Un dossier complexe qui est donc bien loin d’être clos.
(1) Ecrite à une période où on dénombrait environ 500 cas de Covid19 diagnostiqués chaque jour en France. Ils sont désormais plus de 5000.
(2) Or on sait que la distanciation n'est plus garantie dans les transports, notamment aux heures de pointe. De plus, des opérateurs comme la RATP ont renoncé récemment à la règle "un siège sur deux"
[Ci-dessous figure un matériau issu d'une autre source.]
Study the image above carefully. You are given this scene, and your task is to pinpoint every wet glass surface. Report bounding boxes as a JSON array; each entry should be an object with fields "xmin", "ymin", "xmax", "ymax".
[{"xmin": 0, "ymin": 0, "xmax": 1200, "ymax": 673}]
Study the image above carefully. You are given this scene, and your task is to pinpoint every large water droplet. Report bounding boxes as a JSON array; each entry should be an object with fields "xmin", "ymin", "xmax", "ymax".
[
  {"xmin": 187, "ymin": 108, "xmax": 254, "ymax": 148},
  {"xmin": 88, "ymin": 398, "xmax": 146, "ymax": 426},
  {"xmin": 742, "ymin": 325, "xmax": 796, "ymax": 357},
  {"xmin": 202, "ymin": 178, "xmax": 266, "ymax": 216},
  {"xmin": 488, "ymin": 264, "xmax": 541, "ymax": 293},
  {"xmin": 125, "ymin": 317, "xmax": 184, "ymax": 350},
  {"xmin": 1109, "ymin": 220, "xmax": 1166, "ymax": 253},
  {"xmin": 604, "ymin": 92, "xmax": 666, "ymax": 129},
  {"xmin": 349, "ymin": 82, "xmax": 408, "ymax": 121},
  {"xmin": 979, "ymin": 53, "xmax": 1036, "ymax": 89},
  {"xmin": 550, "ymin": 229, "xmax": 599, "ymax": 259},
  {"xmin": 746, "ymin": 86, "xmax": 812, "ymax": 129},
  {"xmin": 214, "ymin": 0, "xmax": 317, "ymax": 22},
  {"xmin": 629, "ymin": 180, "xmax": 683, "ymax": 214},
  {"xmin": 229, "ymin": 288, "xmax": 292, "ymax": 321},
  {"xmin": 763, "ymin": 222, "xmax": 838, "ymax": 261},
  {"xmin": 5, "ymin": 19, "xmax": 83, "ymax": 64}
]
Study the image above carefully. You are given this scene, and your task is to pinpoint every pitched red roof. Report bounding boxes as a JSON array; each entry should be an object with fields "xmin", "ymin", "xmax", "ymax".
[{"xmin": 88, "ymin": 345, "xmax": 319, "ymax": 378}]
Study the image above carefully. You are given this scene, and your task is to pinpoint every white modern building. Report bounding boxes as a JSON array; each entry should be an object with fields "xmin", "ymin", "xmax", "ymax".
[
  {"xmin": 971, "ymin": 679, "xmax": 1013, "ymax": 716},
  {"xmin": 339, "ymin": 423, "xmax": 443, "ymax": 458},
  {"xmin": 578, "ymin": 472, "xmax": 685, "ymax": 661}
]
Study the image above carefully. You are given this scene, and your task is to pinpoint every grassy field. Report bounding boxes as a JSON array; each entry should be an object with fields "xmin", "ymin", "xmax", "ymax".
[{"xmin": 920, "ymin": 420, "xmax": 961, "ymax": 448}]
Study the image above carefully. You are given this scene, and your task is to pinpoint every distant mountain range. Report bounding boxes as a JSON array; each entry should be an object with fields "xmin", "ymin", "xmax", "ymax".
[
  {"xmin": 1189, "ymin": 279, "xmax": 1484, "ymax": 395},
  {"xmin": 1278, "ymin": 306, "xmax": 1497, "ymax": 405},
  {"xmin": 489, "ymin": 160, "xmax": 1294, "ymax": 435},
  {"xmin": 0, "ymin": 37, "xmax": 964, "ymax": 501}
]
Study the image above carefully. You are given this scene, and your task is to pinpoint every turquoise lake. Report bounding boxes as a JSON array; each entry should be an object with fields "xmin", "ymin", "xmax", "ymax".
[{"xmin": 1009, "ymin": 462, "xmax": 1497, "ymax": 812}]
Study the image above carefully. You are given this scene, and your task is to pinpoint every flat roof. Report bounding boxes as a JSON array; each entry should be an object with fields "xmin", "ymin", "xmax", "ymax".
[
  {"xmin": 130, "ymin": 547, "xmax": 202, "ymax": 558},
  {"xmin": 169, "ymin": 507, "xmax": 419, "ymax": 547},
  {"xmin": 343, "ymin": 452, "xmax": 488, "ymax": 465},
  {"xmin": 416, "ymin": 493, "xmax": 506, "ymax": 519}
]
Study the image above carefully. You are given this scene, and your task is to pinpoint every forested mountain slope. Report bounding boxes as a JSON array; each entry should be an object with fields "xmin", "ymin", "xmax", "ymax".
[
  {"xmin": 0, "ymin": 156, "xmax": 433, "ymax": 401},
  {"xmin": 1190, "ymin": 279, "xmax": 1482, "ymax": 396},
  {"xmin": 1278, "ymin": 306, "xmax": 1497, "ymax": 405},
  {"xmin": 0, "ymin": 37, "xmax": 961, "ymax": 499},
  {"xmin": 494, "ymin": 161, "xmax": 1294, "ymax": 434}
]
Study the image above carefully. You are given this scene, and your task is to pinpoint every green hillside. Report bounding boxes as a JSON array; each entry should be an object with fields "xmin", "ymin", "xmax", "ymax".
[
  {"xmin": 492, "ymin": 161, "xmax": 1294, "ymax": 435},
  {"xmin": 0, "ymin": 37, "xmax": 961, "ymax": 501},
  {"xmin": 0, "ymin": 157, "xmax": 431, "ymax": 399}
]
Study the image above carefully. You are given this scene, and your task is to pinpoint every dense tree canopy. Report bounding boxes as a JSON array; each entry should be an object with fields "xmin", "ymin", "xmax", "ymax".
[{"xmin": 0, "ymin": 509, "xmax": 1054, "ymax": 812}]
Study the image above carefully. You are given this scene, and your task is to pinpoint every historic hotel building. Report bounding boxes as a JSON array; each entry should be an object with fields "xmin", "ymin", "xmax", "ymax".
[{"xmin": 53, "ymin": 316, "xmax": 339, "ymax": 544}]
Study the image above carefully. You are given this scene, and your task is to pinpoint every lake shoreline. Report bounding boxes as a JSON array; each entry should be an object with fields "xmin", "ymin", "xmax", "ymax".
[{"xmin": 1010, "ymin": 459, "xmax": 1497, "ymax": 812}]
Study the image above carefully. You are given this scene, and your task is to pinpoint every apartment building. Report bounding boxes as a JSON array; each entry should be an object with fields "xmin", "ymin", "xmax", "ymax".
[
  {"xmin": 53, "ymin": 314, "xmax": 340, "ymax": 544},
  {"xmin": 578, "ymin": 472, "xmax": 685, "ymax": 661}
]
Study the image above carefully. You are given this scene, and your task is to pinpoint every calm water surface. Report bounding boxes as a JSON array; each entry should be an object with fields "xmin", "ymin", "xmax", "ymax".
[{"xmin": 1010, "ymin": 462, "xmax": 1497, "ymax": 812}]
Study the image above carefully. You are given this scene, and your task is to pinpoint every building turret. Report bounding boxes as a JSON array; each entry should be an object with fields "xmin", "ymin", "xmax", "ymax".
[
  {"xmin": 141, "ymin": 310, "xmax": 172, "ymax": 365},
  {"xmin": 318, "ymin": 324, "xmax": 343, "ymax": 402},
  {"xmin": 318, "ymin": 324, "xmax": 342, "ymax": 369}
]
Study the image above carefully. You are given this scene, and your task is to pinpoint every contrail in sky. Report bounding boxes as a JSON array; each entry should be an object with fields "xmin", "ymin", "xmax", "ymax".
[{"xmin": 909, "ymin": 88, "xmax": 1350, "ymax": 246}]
(3) Nos associations ont d'ores et déjà demandé aux Ministères de la Santé et du Travail : l'obligation de télétravail (lorsqu'il est possible) pour toutes les personnes vulnérables (anciens critères) et leurs proches vivant sous le même toit ; un accès prioritaire dans des délais garantis au médecin du travail pour toutes les personnes vulnérables et leurs proches amenés à reprendre en présentiel ; la possibilité de prise en charge de moyens de transports alternatifs aux transports en commun lorsque les garanties nécessaires en termes de distantiation physique ne sont pas réunies ; une interdiction de licenciement, sur le modèle du dispositif de protection des femmes enceintes, pour les salariés vulnérables et leurs proches.
Renaloo considére également que la liste des personnes "à très haut risque" doit être établie sur la base d'une démarche scientifique incontestable et que le décret doit être modifié dans ce sens.
(4) Selon notre enquête dont les résultats ont tout récemment été publiés par le Bristish Medical Journal, sur les 2000 personnes vivant avec une maladie rénale participantes (dont 20% de personnes dialysées et 60% de personnes transplantées) la moitié, soit environ un millier, avaient une activité professionnelle.
90% d'entre elles ont été éloignées de leur lieu de travail durant le confinement (télétravail, chômage partiel, ASA, etc.), mais début juillet 2020, 40% avaient repris une activité en présentiel.
2 Commentaires
Bonjour,
Je travaille auprès d’enfant déficient intellectuel dont la distanciation physique est difficile. Mon médecin m’a fournit une attestation pour ne pas reprendre le travail et continuer à percevoir le chômage partiel. Or, ma direction me demande un arrêt de travail.
Que faut il fournir à mon employeur ?
Merci
Bonjour, si vous êtes dans une des situations évoquées dans le décret, c’est un certificat qu’il faut produire et qui vous permet d’accéder au chômage partiel. Pas d’arrêt de travail dans ce cas.